Follow Spot – a series inspired by our clients and our explorations

Presence over Proof: The Rarity of Being in the Moment

The need to be in the moment

“In the moment” is one of those phrases that’s everywhere now, repeated so often it risks losing its meaning – in writing, wellness advice and event descriptions. And yet, in practice, it’s something we rarely achieve.

Because being “in the moment” in real life requires breaking some deeply ingrained habits: letting go of everything else.

I was reminded of that recently, stepping into Lost – a hybrid nightclub, cinema and performance space tucked inside the former Saville Theatre.

 

Disorientation, by design

Lost doesn’t reveal itself easily.

There’s little online. No clear sense of what the night will hold. And once inside, the usual anchors quietly disappear. Payments aren’t frictionless – you need a physical card. Time becomes abstract as I realised at some point I hadn’t checked the hour in what felt like ages. It was disorienting, in a way that felt entirely deliberate.

Without the constant micro-checks (the time, messages, notifications), the night stopped being something I was managing. Instead, it became something I was moving through with other people, in real time.

At one point, I got chatting to a woman at the bar. She mentioned there are plans to turn the space into a hotel – and said, almost wistfully, how glad she was to see people really enjoying it while it still exists in this form.

It stuck with me. The idea that presence itself had become noteworthy.

 

Presence over proof

A few weeks earlier, I’d felt something similar at a one night only show with Harry Styles.

Phones were sealed away on entry. Not suggested but enforced. In their place: disposable cameras handed out to the crowd.

A subtle shift, but a powerful one.

You couldn’t check your photo. Couldn’t rewatch the videos.

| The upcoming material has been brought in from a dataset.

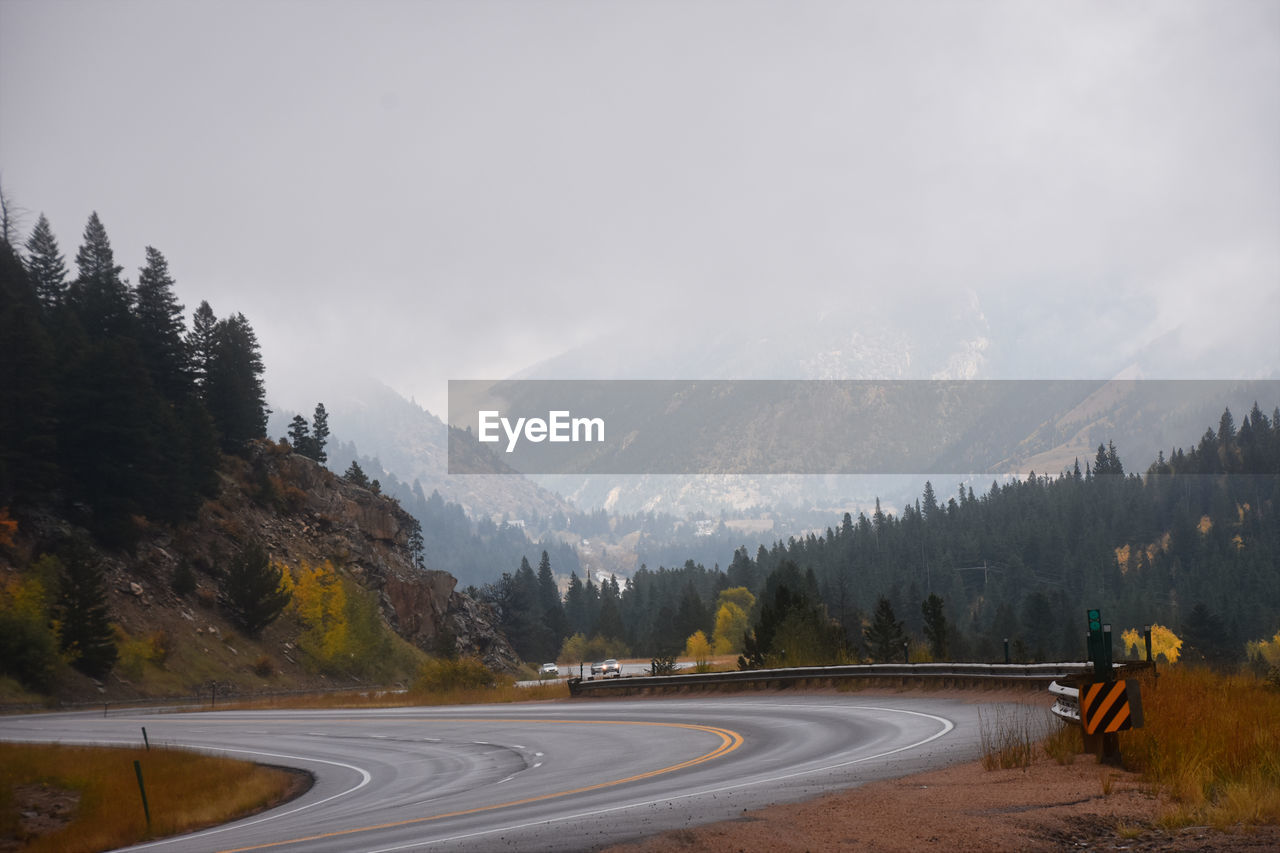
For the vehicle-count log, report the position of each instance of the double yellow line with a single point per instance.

Couldn’t half-experience it through a screen while thinking about how it might look later.

And so, people watched properly and together.

The absence of phones didn’t just remove distraction – it changed the atmosphere of the room. Attention felt collective. Reactions travelled faster. Moments landed harder, because they weren’t being filtered.

And that’s part of what makes it feel special – the moment exists for you, in your memory, not on a feed or a screen.

 

A growing resistance

What’s happening in these spaces reflects a wider shift.

Across Amsterdam and London, concepts like The Offline Club are building communities around intentional disconnection – carving out time and space to be unreachable.

At the same time, “unplugged” holidays are on the rise. Experiences where guests pay a premium to hand over their phones and live offline, even if just for a few days.

And at a policy level, the conversation is ongoing. In Australia, proposals to restrict social media access for younger people point to a more interventionist future. In the UK, trials of digital curfews and social media limits for teenagers are beginning to take shape.

Different contexts, but a shared undercurrent: a recognition that constant connectivity might be eroding something fundamental.

 

Rarity, redefined

What these experiences tap into is not just novelty but need. A need for connection that isn’t filtered through a screen, and for environments shaped by the people in them, rather than organised around them.

In that sense, rarity today isn’t about scale or exclusivity. It’s about presence.

Because in a world where everything can be captured and shared, the rarest thing is the moment that isn’t.

 

In the moment, together

Take away the phones, the notifications, the pull of elsewhere, and the dynamic changes.

The experience stops being something to watch and becomes something you participate in.

Attention settles. Conversations last longer.

Which is why “in the moment” feels so elusive. Not because we don’t want it, but because so little is designed to require our participation.

And that’s the real impact of these experiences. The value isn’t in the content you take home. It’s in being actively part of what’s happening.